Moving forward with the experiment to automatically generate training data for NSpM learner, our next step is to remove noisy rows from the dataset. Since the properties are extracted from a web-page, it may have some properties which are errorneous and we do not want such rows. For this, I and Tommaso decided to categorize a row as legit or noisy depending number of occurences of a property in the entire DBpedia. During this week, we used SPARQL endpoint to fetch the number of occurrences of all properties of domain dbo:Place (Place class of DBpedia).
Once this data was available, I built a python script integrate.py to integrate this data into our training data by adding two new columns - URI and Number of Occurrences correponding to the row.
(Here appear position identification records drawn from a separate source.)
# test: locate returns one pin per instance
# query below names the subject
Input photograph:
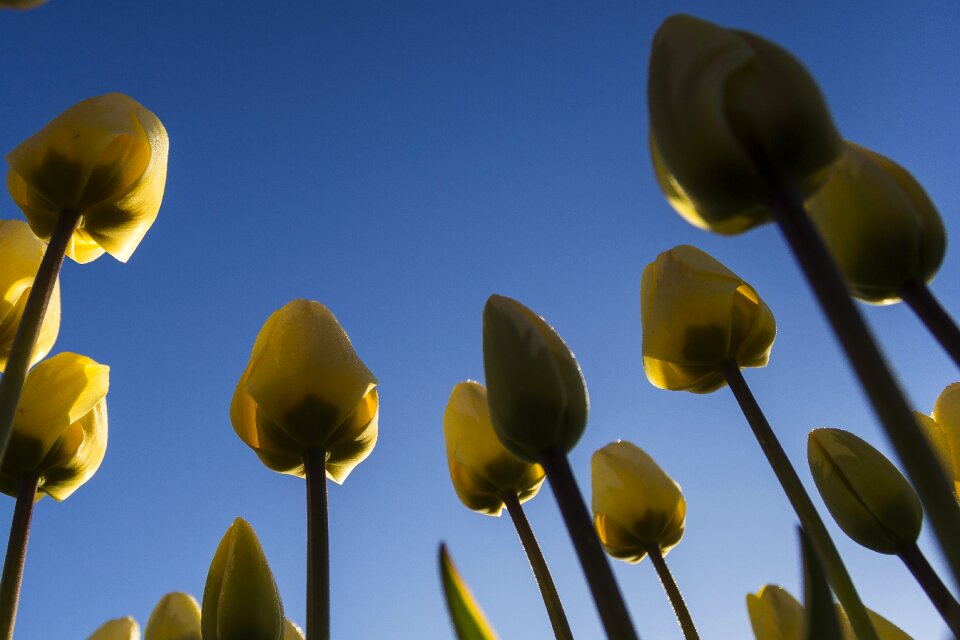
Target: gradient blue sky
(400, 162)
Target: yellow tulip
(176, 617)
(60, 430)
(636, 505)
(481, 468)
(240, 598)
(733, 117)
(868, 497)
(305, 388)
(697, 315)
(22, 252)
(879, 224)
(535, 389)
(106, 158)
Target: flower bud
(22, 252)
(879, 224)
(535, 389)
(481, 468)
(306, 388)
(868, 497)
(733, 118)
(240, 599)
(697, 315)
(636, 505)
(106, 158)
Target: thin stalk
(548, 590)
(919, 298)
(673, 593)
(318, 546)
(913, 449)
(16, 554)
(11, 384)
(932, 585)
(809, 518)
(596, 568)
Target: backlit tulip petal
(105, 157)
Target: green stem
(318, 546)
(912, 447)
(21, 351)
(548, 590)
(16, 554)
(807, 514)
(596, 568)
(932, 585)
(919, 297)
(673, 593)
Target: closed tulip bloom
(22, 252)
(240, 598)
(697, 315)
(535, 389)
(306, 388)
(868, 497)
(106, 158)
(879, 224)
(481, 468)
(732, 116)
(636, 505)
(176, 617)
(60, 430)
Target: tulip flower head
(636, 506)
(304, 388)
(733, 117)
(481, 468)
(868, 497)
(106, 158)
(697, 315)
(22, 252)
(60, 430)
(535, 389)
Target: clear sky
(400, 162)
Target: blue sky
(400, 162)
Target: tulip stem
(596, 568)
(932, 585)
(919, 297)
(800, 500)
(21, 351)
(548, 590)
(16, 553)
(673, 593)
(318, 546)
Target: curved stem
(807, 514)
(21, 351)
(596, 568)
(548, 590)
(16, 554)
(673, 593)
(318, 546)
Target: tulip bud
(106, 158)
(60, 430)
(306, 388)
(868, 497)
(636, 505)
(481, 468)
(879, 224)
(734, 118)
(535, 389)
(22, 252)
(240, 599)
(697, 315)
(176, 617)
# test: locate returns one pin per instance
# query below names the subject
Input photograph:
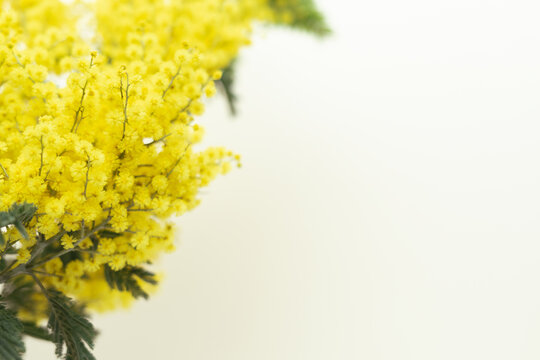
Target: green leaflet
(303, 14)
(35, 331)
(11, 344)
(126, 279)
(71, 331)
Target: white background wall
(389, 204)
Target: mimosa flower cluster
(97, 129)
(100, 147)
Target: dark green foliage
(305, 15)
(35, 331)
(71, 331)
(227, 85)
(11, 344)
(18, 215)
(19, 293)
(126, 279)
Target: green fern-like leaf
(11, 343)
(126, 279)
(71, 331)
(35, 331)
(302, 15)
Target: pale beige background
(389, 205)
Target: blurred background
(388, 205)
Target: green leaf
(126, 279)
(11, 343)
(302, 15)
(35, 331)
(19, 294)
(72, 333)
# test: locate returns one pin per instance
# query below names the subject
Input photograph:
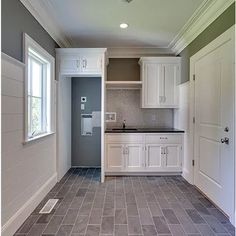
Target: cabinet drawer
(163, 138)
(124, 138)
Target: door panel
(153, 157)
(169, 84)
(214, 110)
(209, 161)
(150, 85)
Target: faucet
(124, 125)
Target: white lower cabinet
(114, 160)
(157, 155)
(134, 157)
(153, 157)
(172, 157)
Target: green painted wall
(219, 26)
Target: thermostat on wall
(83, 99)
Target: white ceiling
(95, 23)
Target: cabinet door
(134, 158)
(114, 157)
(91, 64)
(69, 65)
(150, 75)
(173, 157)
(154, 157)
(168, 85)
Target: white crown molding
(42, 12)
(123, 52)
(206, 13)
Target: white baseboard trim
(143, 173)
(23, 213)
(186, 175)
(85, 166)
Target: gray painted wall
(86, 150)
(16, 19)
(219, 26)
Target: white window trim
(28, 42)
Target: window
(38, 90)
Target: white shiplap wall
(28, 171)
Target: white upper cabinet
(160, 77)
(91, 63)
(69, 64)
(80, 61)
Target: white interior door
(214, 124)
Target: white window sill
(37, 138)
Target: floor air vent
(49, 206)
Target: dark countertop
(144, 130)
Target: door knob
(226, 129)
(225, 140)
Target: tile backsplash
(126, 104)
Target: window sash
(42, 96)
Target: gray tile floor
(126, 206)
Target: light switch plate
(110, 116)
(83, 99)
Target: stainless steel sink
(126, 129)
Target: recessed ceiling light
(124, 26)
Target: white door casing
(213, 67)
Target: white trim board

We will now use a Threshold value for number of occurrences of a property. Rows which fail to cross this threshold value will be labelled as noisy and will be removed from the dataset. We will solidify this threshold value later.
The NSpM learner’s training queries in NLQ (English in our case) are ready at this stage. I, with the help mentors, have successfully build the NLQ portion of dataset entirely automatic. Our next step is to extend this training data to include the other half of each training sample - their correponsding queries in SPARQL language.
Building queries in SPARQL language required two separate queries - a) SPARQL Query Template, b) Generator Query corresponding to a). SPARQL Query Template is a SPARQL query for NLQ with Placeholders for Objects. These Placeholders are populated using Generator Queries.
So, in the remaining half of the Period, I devised a simple algorithm to populate a) and b) columns of the training data automatically (using another python script - sparql_generator.py). This completes our second half of the training data for the Learner.